Holy crap.
So, I’m sending the finished — no, really — manuscript out to my editor next week. The cover is in the final formatting stages. I have a marketing plan and budget in place. And yesterday I started working on Book II. Sort of.
Book II was in a bunch of old folders on a hard drive, still in Wordperfect format. Somewhere, I knew, I had notes. So, into the garage, and after a little digging:
Found ’em.
This is my process. I have boxes of this. Notes, flow charts, sketches, beat sheets. One of the reasons that the Outworlders saga (which is what I’m calling this) is so well-researched, and the worldbuilding so bombproof, is that I’ve been working on it for about twenty years, not counting a ten-year break in the middle.
And check this out — the original typewritten manuscript, from high school:
With corrections from my English teacher, and entire hand-jammed chapters wedged in there. Because, high school.
At the bottom of the box, a 3.5″ floppy with apparently FIVE BOOKS on it, all in .wpd. I have no idea how to get at this. Also, along with it, a flow chart for a sequel apparently called “Coin of the Realm,” a sketch of the MC, and for some reason a picture of a younger, much more buff me, replete with beer and douchebag wife-beater shirt. Ah, youth. I’m guessing 1992 or 1993. I would have been doing stunt work and modeling back then.
I want to say the artist used me as the model, but I’m also a vain son of a bitch so it’s the kind of conclusion I’d draw.

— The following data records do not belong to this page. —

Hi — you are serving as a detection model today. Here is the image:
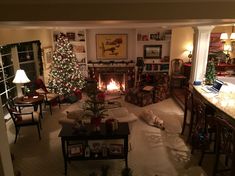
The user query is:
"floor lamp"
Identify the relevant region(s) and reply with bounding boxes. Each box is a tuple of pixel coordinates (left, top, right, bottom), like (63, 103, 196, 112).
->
(13, 69, 31, 96)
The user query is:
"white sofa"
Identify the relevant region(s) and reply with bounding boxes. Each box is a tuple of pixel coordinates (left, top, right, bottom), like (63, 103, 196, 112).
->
(58, 107, 138, 126)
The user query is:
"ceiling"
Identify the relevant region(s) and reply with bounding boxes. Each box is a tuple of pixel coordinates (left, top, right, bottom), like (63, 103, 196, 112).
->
(0, 20, 234, 30)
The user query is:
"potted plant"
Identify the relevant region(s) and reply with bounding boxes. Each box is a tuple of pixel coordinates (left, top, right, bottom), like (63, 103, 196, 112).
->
(83, 87, 107, 131)
(205, 60, 216, 85)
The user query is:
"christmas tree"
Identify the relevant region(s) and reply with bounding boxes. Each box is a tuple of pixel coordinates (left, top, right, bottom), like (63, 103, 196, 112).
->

I am sitting on, conservatively, half a million words of worldbuilding, and not counting old writings; I mean probably a thousand or so pages’ worth of non-narrative musings, backstory, series arc, plots, charts and descriptions of the planets in their courses, and holy crap, an entire language that I constructed for the Faerie that makes up about a hundred journal pages of notes and translations alone, with its own syntax, patterns, lettering and Romanized equivalences. Boxes upon boxes.
So the lesson here, as I see it, is never throw anything away. Keep everything you ever write. Trust me on this. Your ideas will come back and speak to you across the ages. And when they do, listen to them. They may not be done telling your stories, yet.